Erdogan, Zelenskyy and Guterres gathered in the Ukrainian city of Lviv to discuss steps that can be taken to end the Ukraine-Russia war through diplomatic means and maintain a mechanism recently established for the export of Ukrainian grain to world markets.

"During our trilateral meeting, we also evaluated the possibilities of transforming the positive atmosphere created by the Istanbul agreement into permanent peace," Erdogan said.

Erdogan said the entire world had begun feeling the "positive effects" of the agreement, which enabled the safe export of Ukrainian grain via the Black Sea to the rest of the world.

On July 22, Türkiye, the UN, Russia, and Ukraine signed a deal in Istanbul to reopen three Ukrainian Black Sea ports for exporting Ukrainian grain stuck due to the military conflict, which is now in its sixth month.

Erdogan said they had discussed ties at the strategic partnership level with the Ukrainian delegation, covering all the dimensions and prospects to advance cooperation and solidarity.
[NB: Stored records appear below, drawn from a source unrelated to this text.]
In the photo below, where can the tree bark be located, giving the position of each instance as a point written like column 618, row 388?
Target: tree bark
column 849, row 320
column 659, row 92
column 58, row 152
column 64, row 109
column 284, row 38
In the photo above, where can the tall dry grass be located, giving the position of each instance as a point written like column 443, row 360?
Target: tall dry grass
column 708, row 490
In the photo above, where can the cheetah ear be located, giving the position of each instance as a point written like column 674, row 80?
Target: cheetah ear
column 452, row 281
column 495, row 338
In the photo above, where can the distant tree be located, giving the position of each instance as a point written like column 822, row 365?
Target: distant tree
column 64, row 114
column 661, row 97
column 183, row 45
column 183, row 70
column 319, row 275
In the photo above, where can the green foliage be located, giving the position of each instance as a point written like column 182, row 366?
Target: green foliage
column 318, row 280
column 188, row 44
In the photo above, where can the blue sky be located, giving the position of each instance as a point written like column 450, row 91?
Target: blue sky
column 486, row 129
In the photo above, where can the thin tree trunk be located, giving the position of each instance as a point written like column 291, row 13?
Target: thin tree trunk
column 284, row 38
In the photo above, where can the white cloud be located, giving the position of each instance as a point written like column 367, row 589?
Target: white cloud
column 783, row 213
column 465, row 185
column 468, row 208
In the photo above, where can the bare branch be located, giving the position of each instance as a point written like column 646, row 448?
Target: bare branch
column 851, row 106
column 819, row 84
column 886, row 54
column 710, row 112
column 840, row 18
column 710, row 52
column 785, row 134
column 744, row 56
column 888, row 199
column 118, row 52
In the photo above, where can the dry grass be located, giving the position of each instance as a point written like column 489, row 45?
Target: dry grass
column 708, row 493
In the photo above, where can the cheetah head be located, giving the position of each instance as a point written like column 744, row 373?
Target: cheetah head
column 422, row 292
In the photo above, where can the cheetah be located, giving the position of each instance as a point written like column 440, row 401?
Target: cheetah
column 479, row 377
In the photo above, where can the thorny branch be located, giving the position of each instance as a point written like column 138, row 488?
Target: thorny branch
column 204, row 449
He also reiterated Ankara's strong support for Ukraine's territorial integrity and sovereignty.

He said Türkiye is working to end conflicts diplomatically, adding that Ankara has "stood by our Ukrainian friends and we continue to do so."

During his bilateral meeting with the Ukrainian leader, Erdogan said he told Zelenskyy that Türkiye would provide the necessary support for the war-hit country's reconstruction, as it has done so far.

Türkiye has dispatched 98 humanitarian aid trucks to meet the urgent needs of Ukrainians, he said. "We've been temporarily hosting nearly 325,000 Ukrainians. We've admitted a total of 1,507 people, including 1,099 orphans and 408 care staff, until conditions in Ukraine return to normal."

'What matters is to find shortest, fairest way to negotiating table'

Erdogan pointed out that the international community should assume greater responsibility for the revival of the diplomatic process between Russia and Ukraine.

"What matters is to find the shortest and fairest way to the negotiating table," he said.

Expressing his belief that the war would eventually end at the negotiating table, Erdogan said that Zelenskyy and the UN's Guterres also held this view."

He underlined that during their trilateral meeting, they had also discussed the exchange of prisoners of war, an issue to which Türkiye attaches "great importance."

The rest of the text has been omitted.